Farm to table, check. Good service, check. Ambience, check. But what you’ll long remember is the way the food is plated. Their Insta-worthy dishes confirm the hunch: These folks are passionate about all things food. The menu changes frequently, so I hate to tease you with my delish dinner, but I will: a baked chicken, grilled just at the end to crisp the skin, served with roasted carrots and fennel in a cider jus.

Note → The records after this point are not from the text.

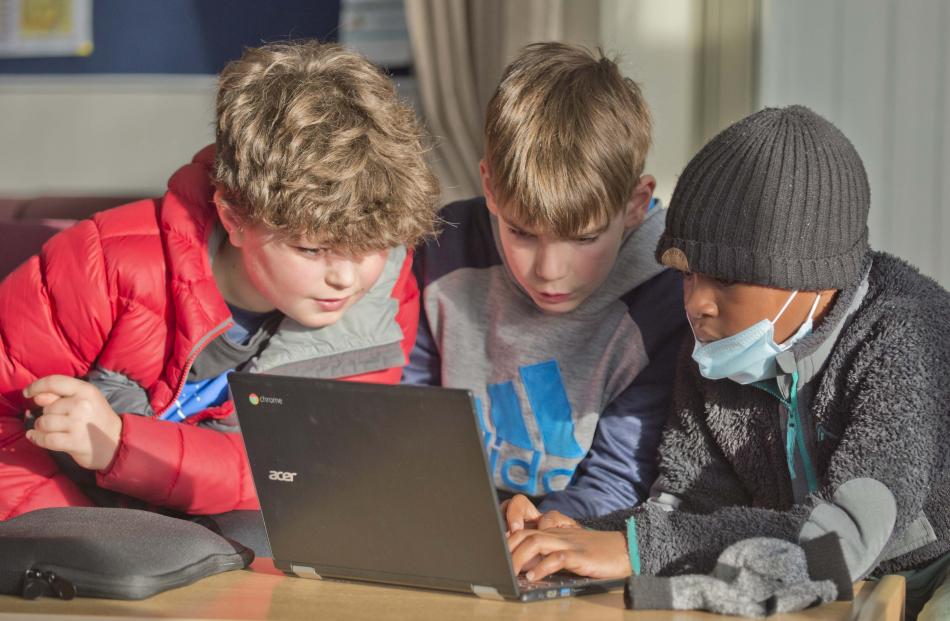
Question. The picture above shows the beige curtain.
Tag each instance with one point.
(460, 48)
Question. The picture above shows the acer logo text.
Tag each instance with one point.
(277, 475)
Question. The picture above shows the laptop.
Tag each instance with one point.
(381, 483)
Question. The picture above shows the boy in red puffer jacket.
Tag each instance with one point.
(282, 249)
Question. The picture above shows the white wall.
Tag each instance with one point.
(880, 70)
(115, 135)
(658, 41)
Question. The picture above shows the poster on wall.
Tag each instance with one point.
(34, 28)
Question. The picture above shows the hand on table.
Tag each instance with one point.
(521, 513)
(596, 554)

Dessert: French Broad Chocolate Lounge
Sustainability doesn’t end with supper, as this bonbon bistro can attest. Bean-to-bar offerings and everything in between — cakes, cookies, drinks — are created locally by a husband-and-wife duo, who are as committed to chocolate as they are sweet endings.
Where to spa
No time for a full spa? Then nip into Wake Foot Sanctuary. They have the coolest concept: While you’re getting comfy on one of the many plush couches, they’re preparing a large copper tub with warm water and essential oils. You can simply soak in that for a few minutes or add on a quick massage. I opted for a head, neck and shoulder kneading before getting on my way. It was the perfect respite — short and sweet.
Where to stop
If you like tours, you’ve come to the right place. Asheville is keen to make its many offerings accessible to visitors. You can tour the famous Biltmore House, tour the Asheville Cheese Trail or, my favourite, take a foraging tour with No Taste Like Home. If you’re short on time, opt for Wild Food Stroll on the grounds of The Omni Grove Park Inn, which is 90 minutes long and culminates with your finds being turned into an appetizer by the chefs at the historic Grove Park Inn. Believe me, henceforth you’ll have an entirely new perspective on the weeds you regularly curse in your garden.